岸谷くんのノート
灯の"岸谷くん観察日記"はその後も続いた。
岸谷くんは少し怖い顔をしている。
けして濃い顔ではないのだけれど、やたらと眼力が凄いのだ。
そして事ある毎に眉間にシワが寄る。
現国の気弱な先生が岸谷くんに質問する度に彼の眼力と眉間のシワが発動し、先生が肩を震わせている。
それはヤンキーとかではなく、極道的な渋さを匂わせた。
しかしその怖い顔を除けば、彼は至って普通の男子高校生である。
少し短めの髪に、いつも固く閉じられた唇。いじってないのに整った眉。背は高めで、声は低め。

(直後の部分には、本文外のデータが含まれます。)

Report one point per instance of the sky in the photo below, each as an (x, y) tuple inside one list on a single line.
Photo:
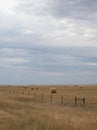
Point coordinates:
[(48, 42)]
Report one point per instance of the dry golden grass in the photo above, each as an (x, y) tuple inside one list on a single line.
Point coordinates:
[(24, 109)]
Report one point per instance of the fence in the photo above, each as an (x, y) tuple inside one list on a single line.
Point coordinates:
[(45, 98)]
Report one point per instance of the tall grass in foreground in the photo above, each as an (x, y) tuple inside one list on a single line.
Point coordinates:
[(30, 116), (21, 112)]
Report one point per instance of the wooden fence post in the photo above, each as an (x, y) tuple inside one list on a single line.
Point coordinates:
[(61, 99), (51, 98), (83, 102), (42, 97), (75, 101)]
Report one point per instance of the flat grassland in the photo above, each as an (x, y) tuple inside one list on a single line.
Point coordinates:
[(35, 108)]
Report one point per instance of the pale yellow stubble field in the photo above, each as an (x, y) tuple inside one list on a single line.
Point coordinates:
[(31, 108)]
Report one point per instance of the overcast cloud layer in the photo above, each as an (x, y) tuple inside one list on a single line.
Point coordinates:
[(48, 41)]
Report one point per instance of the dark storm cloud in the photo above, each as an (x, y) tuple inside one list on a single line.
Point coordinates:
[(78, 9)]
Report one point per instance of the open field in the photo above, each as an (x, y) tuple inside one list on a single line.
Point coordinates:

たいがいケタケタと笑う楠田くんという人と一緒に居る。
楠田くんと一緒に教室の隅で売店の特大味噌カツサンドをペロリと二個食べる。
岸谷くんは無口だ。
ペラペラ喋る楠田くんの隣でパックの牛乳を飲みながら「ん。」しか相づちを打たない時もあった。それでも会話が成り立っているのは楠田くんが良く彼を理解しているからなのかなんなのか。
灯はとりあえず"岸谷くんはデカくて無口"というカテゴリに落ち着いた。